Learning from the past
Surprising parallels: political scientist Herfried Münkler compares the Thirty Years’ War of 400 years ago with the current conflicts in the Middle East.
Great anger erupted at Prague Castle on 23 May 1618: Protestant nobles attacked the seat of the King of Bohemia and threw his representatives out of windows. They were outraged by the restriction of religious freedom and the suppression carried out by the Catholic rulers. What is known as the Defenestration of Prague 400 years ago is now regarded as the start of the Thirty Years’ War. In his latest book ‘The Thirty Years’ War’, the renowned political scientist Herfried Münkler describes parallels between the historical conflicts and the current situation in the Middle East.
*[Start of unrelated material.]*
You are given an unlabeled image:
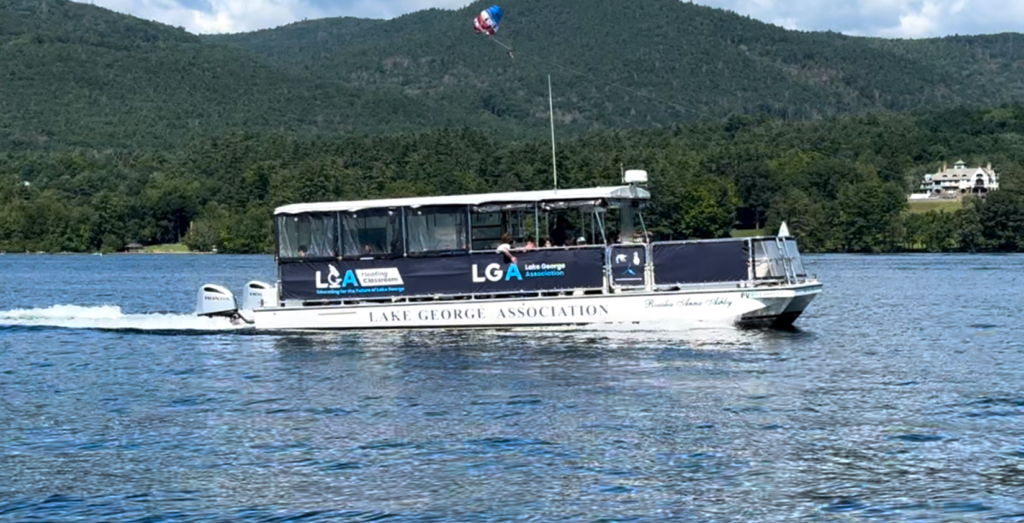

Professor Münkler, can the Thirty Years’ War really be compared with the current conflicts in the Middle East?
The wars in Syria and northern Iraq, in Yemen and in Libya are still regarded as separate entities. But in each of these wars the same actors are playing a role, ranging from the so-called Islamic State to the interventionist powers of Iran, Saudi Arabia and Turkey. If these conflicts are not ended soon, then at some point in the future people will refer to an interrelated war which started in various places, but then increasingly merged into a single war due to its own dynamics and the engagement of additional powers, such as Russia.
Then and now major regional powers are operating in the background.
Which other analogies can you see?
The complexity of the shifting alliances and enmities – these were typical of the Thirty Years’ War as well. Today’s ally could easily become tomorrow’s enemy. The current situation in the Middle East is similar. In both cases major regional powers were, and are, operating in the background. In the 17th century it was mainly Spain and France, today it is Turkey, Saudi Arabia and Iran.
What can we learn from the fact that it took 30 years of death and destruction before the historical powers finally managed to sit down together at the negotiating table?
They could have brought about the Peace of Westphalia a lot earlier, including the new distribution of power in Central Europe. But each of the warring parties thought they were on the road to victory and would win. Time and again these convictions mobilized new opponents without actually leading to any decisive strategic changes. Finally, it was their exhaustion, together with the devastation of vast areas of land and depopulation that made the warring parties negotiate the end of the war. This is not good news for the situation in the Middle East, because the point of exhaustion has not yet been reached there.